Participant #5 only finished 4 out of the 12 required IASIS treatment sessions. From the beginning, he missed or rescheduled multiple sessions. Because it appeared likely that he might not (actually he did not) finish his IASIS treatment, an MEG exam was performed following his 4th visit, and that MEG was used for this paper. After his 4th IASIS visit, there was a reduction of symptoms but not as remarkable as that of individuals who completed all sessions. His RPSCQ total score changed from 51 in pre-IASIS exam to 45 after the 4th session, with only a marginal reduction of 11.8%. On the RPSCQ, he still noted headaches, irritability, and light sensitivity as severe problems. Similar to pre-IASIS sessions, symptoms of dizziness, sleep disturbance, feeling depressed, forgetfulness, having poor concentration and taking longer to think remained as moderate problems. There were some reductions with noted symptoms of noise sensitivity and feelings of frustration that were reduced from severe to moderate. Experiencing fatigue and restlessness also were reduced from moderate to mild.

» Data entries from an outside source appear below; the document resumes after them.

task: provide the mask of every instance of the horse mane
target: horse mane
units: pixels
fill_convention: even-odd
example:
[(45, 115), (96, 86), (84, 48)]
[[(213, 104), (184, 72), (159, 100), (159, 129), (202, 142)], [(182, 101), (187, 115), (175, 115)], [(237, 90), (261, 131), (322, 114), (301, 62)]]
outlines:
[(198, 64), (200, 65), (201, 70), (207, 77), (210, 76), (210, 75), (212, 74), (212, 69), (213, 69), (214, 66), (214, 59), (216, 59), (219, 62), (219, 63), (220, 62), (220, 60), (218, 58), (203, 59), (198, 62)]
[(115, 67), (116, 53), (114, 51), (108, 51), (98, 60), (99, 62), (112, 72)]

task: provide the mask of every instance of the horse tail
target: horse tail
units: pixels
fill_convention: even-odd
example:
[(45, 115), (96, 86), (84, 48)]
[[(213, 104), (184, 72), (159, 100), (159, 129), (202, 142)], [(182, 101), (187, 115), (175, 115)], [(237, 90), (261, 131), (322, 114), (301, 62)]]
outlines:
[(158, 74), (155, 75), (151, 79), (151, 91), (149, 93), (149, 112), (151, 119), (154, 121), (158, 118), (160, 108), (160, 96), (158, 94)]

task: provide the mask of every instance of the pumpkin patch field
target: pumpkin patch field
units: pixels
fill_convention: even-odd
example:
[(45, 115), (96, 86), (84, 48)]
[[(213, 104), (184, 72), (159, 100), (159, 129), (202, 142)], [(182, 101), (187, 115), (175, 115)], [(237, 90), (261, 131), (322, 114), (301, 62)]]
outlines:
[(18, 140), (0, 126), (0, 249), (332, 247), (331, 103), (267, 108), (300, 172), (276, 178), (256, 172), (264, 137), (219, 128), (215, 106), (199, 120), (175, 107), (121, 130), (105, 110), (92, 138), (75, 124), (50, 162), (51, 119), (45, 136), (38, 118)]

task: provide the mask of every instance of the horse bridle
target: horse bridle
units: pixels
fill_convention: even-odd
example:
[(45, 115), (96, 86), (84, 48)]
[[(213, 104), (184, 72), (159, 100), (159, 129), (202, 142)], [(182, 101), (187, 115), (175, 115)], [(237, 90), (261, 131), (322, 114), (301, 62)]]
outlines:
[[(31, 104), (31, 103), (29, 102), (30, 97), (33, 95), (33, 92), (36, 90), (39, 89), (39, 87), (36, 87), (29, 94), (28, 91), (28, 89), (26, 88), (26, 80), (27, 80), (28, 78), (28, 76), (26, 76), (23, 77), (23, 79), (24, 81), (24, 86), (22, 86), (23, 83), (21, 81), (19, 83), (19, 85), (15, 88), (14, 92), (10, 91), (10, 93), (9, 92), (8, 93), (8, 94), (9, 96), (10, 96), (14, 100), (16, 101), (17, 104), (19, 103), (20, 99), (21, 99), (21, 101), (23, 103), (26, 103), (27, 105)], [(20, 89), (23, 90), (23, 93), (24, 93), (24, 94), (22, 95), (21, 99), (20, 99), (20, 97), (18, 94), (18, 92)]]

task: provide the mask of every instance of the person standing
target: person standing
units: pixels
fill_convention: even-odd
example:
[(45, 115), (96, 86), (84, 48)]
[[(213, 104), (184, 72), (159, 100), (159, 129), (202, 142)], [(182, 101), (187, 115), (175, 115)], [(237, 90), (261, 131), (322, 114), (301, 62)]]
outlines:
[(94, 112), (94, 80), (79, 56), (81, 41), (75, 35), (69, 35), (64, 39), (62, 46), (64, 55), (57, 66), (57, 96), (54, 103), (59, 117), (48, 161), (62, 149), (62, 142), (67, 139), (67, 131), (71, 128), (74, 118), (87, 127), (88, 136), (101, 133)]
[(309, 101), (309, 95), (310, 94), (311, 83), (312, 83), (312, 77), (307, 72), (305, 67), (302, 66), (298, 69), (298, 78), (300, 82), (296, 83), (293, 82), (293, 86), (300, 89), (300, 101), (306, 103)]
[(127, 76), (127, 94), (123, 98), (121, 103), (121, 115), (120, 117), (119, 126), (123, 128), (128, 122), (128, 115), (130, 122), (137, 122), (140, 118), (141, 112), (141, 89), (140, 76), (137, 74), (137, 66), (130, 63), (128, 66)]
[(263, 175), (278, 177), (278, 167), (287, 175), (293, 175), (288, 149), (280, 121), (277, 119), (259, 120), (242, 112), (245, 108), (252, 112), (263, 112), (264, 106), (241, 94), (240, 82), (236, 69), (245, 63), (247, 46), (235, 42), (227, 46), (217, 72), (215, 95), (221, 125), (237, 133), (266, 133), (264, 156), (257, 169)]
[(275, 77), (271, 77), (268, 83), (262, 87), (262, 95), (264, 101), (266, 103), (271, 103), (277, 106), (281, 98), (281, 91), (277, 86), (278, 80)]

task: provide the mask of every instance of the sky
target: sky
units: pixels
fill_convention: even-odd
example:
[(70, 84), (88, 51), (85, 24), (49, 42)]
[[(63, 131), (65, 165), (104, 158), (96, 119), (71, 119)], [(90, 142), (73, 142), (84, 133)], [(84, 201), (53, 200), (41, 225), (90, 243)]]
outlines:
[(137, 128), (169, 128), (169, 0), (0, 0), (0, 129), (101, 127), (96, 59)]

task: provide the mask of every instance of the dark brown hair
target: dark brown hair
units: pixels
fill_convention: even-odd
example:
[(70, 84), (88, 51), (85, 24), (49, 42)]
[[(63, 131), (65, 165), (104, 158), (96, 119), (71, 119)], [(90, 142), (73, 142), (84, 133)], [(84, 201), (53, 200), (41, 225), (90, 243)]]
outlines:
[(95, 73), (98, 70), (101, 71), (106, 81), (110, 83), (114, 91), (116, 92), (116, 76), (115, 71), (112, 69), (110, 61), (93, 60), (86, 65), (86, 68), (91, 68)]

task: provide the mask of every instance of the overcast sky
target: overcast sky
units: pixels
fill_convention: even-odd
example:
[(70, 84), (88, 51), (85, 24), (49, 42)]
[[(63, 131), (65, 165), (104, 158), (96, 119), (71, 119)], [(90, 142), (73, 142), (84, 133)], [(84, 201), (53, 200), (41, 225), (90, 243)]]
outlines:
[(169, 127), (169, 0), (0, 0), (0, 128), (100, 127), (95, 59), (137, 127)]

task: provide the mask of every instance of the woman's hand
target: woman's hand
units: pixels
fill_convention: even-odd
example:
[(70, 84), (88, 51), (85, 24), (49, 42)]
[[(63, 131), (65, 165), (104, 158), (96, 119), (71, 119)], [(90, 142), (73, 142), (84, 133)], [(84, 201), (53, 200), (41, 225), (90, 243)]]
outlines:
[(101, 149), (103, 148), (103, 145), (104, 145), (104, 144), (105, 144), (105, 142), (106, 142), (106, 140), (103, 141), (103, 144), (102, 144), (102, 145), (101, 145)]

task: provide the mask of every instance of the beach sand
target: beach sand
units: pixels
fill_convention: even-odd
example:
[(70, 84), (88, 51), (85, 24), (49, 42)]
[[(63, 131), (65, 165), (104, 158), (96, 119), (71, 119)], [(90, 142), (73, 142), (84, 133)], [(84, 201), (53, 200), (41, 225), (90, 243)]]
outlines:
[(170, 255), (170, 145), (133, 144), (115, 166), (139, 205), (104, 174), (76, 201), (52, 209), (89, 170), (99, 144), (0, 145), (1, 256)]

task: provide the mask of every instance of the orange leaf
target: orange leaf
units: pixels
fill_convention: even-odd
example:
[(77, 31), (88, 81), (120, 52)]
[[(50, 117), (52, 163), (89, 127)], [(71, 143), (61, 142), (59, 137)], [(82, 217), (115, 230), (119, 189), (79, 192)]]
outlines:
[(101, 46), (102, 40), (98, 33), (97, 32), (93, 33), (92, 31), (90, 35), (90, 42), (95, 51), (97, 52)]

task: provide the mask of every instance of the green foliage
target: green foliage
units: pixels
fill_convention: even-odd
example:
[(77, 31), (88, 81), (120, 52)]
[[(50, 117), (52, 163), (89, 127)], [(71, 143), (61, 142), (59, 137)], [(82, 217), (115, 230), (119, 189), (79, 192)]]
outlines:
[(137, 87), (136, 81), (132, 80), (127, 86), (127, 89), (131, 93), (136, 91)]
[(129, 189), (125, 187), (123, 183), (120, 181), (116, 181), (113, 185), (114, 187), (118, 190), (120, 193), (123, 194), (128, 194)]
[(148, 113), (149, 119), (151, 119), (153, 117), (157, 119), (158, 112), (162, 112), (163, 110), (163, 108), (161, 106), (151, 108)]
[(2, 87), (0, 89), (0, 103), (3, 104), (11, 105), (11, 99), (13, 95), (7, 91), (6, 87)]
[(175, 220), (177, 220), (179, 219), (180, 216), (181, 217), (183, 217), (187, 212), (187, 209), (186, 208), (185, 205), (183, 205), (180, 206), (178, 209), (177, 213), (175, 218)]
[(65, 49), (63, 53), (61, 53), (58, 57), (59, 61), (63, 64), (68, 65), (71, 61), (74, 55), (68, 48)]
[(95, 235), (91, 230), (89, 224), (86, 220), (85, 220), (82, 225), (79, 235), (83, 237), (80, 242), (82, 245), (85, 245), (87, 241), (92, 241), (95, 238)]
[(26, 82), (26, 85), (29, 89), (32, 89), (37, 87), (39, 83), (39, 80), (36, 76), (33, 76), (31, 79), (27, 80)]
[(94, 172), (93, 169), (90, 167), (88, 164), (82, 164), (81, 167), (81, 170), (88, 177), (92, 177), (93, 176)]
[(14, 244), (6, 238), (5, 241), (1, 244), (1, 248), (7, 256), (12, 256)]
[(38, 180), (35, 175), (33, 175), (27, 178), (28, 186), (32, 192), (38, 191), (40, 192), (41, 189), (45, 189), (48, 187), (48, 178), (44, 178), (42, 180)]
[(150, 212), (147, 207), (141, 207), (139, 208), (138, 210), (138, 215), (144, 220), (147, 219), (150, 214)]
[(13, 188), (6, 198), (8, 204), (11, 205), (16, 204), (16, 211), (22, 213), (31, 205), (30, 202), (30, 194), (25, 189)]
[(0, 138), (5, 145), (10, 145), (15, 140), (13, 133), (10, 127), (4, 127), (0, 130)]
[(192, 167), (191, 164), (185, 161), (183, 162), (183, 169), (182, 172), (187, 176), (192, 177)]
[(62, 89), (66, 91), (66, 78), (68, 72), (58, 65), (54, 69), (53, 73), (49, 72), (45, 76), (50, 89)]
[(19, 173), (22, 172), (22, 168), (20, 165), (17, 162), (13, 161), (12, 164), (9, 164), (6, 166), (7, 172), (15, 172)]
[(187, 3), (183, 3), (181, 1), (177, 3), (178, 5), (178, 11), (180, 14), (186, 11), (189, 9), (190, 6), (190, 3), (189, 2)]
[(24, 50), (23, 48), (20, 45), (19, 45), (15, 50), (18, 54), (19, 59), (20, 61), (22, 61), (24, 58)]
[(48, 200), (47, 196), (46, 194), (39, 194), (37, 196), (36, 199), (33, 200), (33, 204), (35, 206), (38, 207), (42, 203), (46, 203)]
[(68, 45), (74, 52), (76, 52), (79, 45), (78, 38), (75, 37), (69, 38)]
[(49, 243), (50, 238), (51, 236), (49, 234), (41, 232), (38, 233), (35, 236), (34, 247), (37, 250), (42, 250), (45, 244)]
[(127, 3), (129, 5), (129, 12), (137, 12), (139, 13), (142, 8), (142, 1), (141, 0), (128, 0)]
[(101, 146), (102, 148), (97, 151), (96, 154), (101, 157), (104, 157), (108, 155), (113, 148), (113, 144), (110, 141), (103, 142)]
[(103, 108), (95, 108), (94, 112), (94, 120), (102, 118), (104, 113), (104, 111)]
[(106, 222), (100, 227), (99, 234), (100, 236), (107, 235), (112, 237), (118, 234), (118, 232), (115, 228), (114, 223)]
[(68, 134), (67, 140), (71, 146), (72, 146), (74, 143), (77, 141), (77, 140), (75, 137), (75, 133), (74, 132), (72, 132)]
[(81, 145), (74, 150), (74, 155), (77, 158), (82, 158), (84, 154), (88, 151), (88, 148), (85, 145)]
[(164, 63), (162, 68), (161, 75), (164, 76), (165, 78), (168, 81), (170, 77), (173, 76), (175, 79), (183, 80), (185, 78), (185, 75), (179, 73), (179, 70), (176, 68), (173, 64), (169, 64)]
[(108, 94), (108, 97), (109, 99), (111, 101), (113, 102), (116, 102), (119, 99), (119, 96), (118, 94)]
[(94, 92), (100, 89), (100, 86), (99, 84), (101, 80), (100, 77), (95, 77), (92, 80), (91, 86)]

The pre-IASIS MEG exams show that Participant #5 had abnormal slow-wave generation from right ACC and PCC, right striatum / insular cortex, right parahippocampus, and left ventro-medial prefrontal cortex (vmPFC) (Fig. 2). In his MEG exam following the 4th IASIS treatment visit, his total abnormal MEG Z-score only showed only a marginal reduction of 12.0% (Figs. 1B and 1C). Specifically, his abnormal slow-wave generation from the right ACC and PCC remained essentially the same. Reduced slow-waves were observed from his right striatum / insular cortex and his right parahippocampus, but increased slow-wave generation was found from his left vmPFC (Fig. 2). The MEG findings were compatible with his persistent PCS at his 4th visit for headache (ACC and PCC) and irritability (vmPFC).
Participant #6: Participant #6, an Army Veteran, experienced an IED while riding in a humvee. He noted being dazed for a few seconds. Before starting IASIS, Participant #6 had a variety of symptoms listed on the RPCSQ with a total score of 31 initially from symptoms ranging as severe, moderate, and mild. The symptoms listed as severe included noise sensitivity and poor concentration; more moderate symptoms included headaches, sleep disturbance, irritability, and taking longer to think, and mild symptoms included fatigue, feeling frustrated, having poor concentration, and light sensitivity.
Throughout the IASIS sessions, Participant #6 noted improvement with sleep quality, accompanied by feeling more energetic. By the end of the sessions, the symptoms listed were all scored as no more of a problem. The total RPCSQ score reduced to 11, a marked reduction of 64.5%.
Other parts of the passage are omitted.